Web3 Foundation COO Bertrand Perez then introduced Web 3.0, which will undoubtedly become a central component of the financial services industry in the coming years, by enabling customers to not only access their personal information but also own it (through tokens) – “Web 3.0 is about giving users the opportunity to regain sovereignty over their personal information and make decisions based on the truth rather than on trust.”
Which opportunities and threats around cryptocurrencies?
MiddleGame Ventures Co-Founder & Managing Partner Pascal Bouvier started the ball rolling with a challenging question: “Over 15 years ago, there was a first wave of innovation, when everyone thought FinTech startups would take over traditional banks, and later on a second one, with the rise of super apps. So, why should we believe that the crypto movement innovation is going to reinvent financial services given that we have at least two waves of innovation that were not able to do so?”
For Coinhouse Group CEO & Co-Founder Nicolas Louvet, crypto assets have nothing to do with just a trend but rather with a true mean to solve existing needs, such as “how do we accelerate financial inclusion in less developed countries, how do we bring new value to a system shared by a large quantity of people without any central bank or government control?”.
But according to Nicolas, “here in Europe, we don’t really see the interest in crypto since we have strong currencies” – although it could generate new kinds of revenues. So, for the market to grow, Nicolas hopes that European institutions will soon get up to speed and work on a legal framework.

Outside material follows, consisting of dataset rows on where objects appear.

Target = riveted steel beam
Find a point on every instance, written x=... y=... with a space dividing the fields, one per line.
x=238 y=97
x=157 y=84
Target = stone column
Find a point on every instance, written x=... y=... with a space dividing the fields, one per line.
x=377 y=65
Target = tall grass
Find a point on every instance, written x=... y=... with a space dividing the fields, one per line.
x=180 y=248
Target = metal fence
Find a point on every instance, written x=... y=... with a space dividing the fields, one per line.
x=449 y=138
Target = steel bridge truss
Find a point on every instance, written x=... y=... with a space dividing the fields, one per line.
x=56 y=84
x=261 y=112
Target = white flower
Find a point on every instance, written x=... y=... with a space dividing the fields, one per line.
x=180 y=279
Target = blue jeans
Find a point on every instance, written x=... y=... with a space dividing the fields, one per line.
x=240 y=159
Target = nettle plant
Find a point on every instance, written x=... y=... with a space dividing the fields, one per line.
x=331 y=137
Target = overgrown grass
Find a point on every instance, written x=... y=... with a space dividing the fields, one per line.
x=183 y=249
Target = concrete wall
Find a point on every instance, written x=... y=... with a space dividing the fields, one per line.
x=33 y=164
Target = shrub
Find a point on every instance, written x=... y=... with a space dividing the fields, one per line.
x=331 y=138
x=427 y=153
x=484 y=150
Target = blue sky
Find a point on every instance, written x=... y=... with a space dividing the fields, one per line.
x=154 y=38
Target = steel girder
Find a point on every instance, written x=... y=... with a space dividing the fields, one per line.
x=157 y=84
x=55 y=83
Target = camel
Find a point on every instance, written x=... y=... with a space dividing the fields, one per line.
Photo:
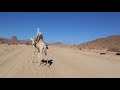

An observation Open Warfare CEO Sacha Waedemon couldn’t agree more. In Europe, we haven’t seen the impact of crypto-assets on taxation yet. “We can easily imagine that it will be huge, leading people earning a lot of money from these assets to go away – to Switzerland, Singapore or Dubai. So, I hope regulators will take that into account if they don’t want Europe to lose its attractiveness”.
Luxembourg Times Editor-in-Chief Douwe Miedema then asked Non/Executive Director and Senior Advisor in FinTech/VC Solenne Niedercorn-Desouches about the recent crypto meltdown. Although she is convinced it will go up again in the coming months – like any cyclical market trend – “these shocks are always a good opportunity for banks and investment funds to review the risk approach”.
Creative and strategic insights – followed by young and yet promising startups’ pitches (CYBAVO, SWAPay and Finqware) – that will undoubtedly contribute to the FinTech evolution.